Publié le 26/10/2007 par Killafornia
Return To The 36 Chambers (The dirty version), 1er album solo de OBD et déja un méchant high-kick asséné à ses poursuivants.
Ol'Dirty Bastard


"Return To The 36 Chambers :
The Dirty Version"



S'il fut plutôt connu par la police pour ses différentes frasques, Ol’Dirty Bastard restera l’un des artistes Hip-Hop les plus charismatiques et les plus talentueux.

En effet, déjà fondateur du Wu-Tang Clan avec l’aide de ses cousins The RZA et GZA The Genius, il va alors dévoiler l’étendue de sa folie sur son premier album solo, qui est aussi le second solo d’un membre du Wu-Tang, intitulé "Return To The 36 Chambers : The Dirty Version".

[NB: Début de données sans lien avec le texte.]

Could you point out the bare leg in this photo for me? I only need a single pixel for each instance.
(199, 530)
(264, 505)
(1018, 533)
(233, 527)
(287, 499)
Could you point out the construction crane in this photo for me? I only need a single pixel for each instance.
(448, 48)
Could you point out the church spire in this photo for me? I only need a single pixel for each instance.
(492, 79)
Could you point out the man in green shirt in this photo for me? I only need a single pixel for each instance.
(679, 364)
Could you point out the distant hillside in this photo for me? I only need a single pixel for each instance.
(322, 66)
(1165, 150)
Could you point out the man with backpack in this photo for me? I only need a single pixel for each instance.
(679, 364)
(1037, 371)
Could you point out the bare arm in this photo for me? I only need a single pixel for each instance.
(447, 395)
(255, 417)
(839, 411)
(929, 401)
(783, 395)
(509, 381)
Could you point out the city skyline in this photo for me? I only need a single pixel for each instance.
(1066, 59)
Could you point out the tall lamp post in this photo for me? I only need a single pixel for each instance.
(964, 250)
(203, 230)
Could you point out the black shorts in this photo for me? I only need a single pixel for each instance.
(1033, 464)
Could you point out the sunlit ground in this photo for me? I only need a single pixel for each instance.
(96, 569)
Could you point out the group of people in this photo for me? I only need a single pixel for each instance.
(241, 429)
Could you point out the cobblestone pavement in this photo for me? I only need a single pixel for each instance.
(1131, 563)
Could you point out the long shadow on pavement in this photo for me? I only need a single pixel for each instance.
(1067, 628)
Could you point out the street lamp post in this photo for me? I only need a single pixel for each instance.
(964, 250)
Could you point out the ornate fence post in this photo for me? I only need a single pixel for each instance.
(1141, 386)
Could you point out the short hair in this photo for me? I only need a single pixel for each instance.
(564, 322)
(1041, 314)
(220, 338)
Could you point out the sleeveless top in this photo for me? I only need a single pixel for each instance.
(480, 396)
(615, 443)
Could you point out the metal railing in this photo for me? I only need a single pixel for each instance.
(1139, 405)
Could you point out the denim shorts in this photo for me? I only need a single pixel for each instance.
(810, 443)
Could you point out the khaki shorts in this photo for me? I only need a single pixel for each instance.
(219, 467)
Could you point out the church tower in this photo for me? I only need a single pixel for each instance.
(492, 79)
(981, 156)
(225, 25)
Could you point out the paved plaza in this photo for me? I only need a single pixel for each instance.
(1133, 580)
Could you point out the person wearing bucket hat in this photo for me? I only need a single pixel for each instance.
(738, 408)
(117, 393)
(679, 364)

En 1995, Method Man avait déjà bénéficié d’un album d’une noirceur difficilement comparable, Raekwon The Chief, lui, s’apprêtait à lancer le genre Mafioso Rap quelques mois plus tard et GZA allait bientôt sortir le meilleur premier solo d’un membre du Wu-Tang. Il restait alors au Drunken Master le soin de pondre un nouvel album d’une originalité sans précédent.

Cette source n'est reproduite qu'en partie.